Table 2. Search engines tested in this study
Search Engine URL
AlltheWeb www.alltheweb.com
AltaVista www.altavista.com
Excite www.excite.com
Google www.google.com
Lycos www.lycos.com
WebCrawler www.webcrawler.com

In the next step, keywords were extracted from the articles. Keyword extraction was performed in accordance with their corresponding Dublin Core elements. All of the keywords in the titles were extracted as the value of element "title"; the keywords provided by the authors in each article were considered as the value of element "subject"; the first creator of each article was considered as the value of element "creator" and the other ones (if any) as the value of element "contributor". In the case of some articles in which there was a complete overlap between subject and title keywords (all of the keywords assigned as subject keyword by authors existed in the title), a keyword was extracted from the abstract as the value of element subject to avoid any common keywords between title and subject elements. Totally 82 keywords were extracted from articles.

Using the simple search of search engines and regarding the nature of searching in each of engines, the keywords were searched. The phrases were searched with double quotes, so that the entire phrase was searched rather than each word of the phrase. The retrieval rank of a web page in a search engine results list was used to measure performance of the web pages. The higher the retrieval rank of a web page in a search engine results list, the better its performance and vice versa.

As at the first Text Retrieval Conference, using 200 results was reported as a retrieval threshold (Turner & Brackbill, 1998, p.264), the first 200 results of each search were examined as an arbitrary cutoff point and the ranking of the first specific reference to the exact web page within those first 200 hits was recorded. If a search could have resulted in retrieving a page but it was not in the top 200 results, that keyword was given the rank of 201 for that search.
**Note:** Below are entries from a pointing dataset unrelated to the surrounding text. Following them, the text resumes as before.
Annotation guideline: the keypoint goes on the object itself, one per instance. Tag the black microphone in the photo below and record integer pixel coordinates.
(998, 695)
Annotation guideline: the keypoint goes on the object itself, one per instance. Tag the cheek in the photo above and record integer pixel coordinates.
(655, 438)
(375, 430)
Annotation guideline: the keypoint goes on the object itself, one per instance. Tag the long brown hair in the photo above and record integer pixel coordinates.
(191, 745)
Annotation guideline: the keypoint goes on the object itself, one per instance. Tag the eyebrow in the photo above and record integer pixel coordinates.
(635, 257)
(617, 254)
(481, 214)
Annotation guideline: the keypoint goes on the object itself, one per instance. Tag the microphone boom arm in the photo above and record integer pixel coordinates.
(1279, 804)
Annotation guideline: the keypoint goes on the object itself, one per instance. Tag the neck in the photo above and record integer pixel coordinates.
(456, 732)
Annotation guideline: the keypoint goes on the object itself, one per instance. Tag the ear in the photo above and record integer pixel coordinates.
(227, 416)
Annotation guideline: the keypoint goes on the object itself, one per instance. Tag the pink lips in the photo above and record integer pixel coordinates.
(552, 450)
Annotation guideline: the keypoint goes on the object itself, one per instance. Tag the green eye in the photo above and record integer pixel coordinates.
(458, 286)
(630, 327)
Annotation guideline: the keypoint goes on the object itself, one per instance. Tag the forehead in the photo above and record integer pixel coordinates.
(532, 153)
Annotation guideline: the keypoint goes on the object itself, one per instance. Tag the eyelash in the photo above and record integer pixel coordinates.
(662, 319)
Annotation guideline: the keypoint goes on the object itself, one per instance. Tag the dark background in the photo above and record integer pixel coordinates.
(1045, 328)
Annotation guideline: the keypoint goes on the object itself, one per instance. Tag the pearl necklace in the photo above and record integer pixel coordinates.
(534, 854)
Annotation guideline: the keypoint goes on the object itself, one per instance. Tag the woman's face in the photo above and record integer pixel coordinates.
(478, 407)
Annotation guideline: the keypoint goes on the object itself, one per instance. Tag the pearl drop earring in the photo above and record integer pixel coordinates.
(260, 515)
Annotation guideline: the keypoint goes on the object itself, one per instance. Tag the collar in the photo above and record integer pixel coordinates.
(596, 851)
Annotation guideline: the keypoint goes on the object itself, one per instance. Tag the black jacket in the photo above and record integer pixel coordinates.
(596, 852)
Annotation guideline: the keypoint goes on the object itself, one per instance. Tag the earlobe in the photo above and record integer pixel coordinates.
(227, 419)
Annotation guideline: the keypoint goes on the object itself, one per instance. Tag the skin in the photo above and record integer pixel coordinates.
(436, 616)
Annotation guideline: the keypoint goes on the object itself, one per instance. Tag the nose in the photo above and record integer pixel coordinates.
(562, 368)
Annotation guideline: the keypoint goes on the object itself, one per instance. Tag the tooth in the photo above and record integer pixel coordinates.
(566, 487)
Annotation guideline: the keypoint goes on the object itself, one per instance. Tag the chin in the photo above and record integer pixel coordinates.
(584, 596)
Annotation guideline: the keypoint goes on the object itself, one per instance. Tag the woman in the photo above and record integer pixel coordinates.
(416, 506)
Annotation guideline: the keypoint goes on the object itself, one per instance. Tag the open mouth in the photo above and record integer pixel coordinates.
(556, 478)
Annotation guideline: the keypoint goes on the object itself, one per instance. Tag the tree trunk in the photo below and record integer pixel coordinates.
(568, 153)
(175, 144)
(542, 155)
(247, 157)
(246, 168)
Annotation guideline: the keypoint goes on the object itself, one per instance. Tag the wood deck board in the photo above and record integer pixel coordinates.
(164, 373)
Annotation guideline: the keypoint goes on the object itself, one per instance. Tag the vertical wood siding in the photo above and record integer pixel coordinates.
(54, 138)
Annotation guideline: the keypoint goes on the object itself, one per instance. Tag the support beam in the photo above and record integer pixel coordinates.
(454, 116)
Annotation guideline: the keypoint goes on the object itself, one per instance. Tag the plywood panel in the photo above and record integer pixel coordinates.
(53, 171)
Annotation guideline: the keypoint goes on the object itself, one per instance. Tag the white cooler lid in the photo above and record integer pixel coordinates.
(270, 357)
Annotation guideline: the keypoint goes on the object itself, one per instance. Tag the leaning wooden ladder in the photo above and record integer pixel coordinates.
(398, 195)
Rankings, therefore, ranged from 1 (highest) to 201 (not retrieved).

In the next step, the web pages were randomly divided into two groups: experimental group and control group. It resulted in totally 43 keywords in experimental group and 39 keywords in the control group. The metadata elements were embedded into the web pages of experimental group through HTML metatags. Figure 1 shows the metadata elements of one of the web pages.

To ensure that search engines revisit the pages, a numeric character (digit 1) was added to the beginning of the titles of the pages in HTML title tag. Since search engines take the title of each page from this tag and show it to the user in the list of the retrieved results, showing the changed title (a title with digit 1) was considered as an indicator for ensuring that the search engines had revisited the pages through their continuous crawling and refreshing. It took 4 months for search engines to revisit all pages and among them, Google was the first one and AltaVista was the last one that revisited all pages. From the perspective of a content provider and regarding the high dynamics of the Web, it is highly suggested that the speed of revisiting web pages and updating the databases by Internet search engines might be improved.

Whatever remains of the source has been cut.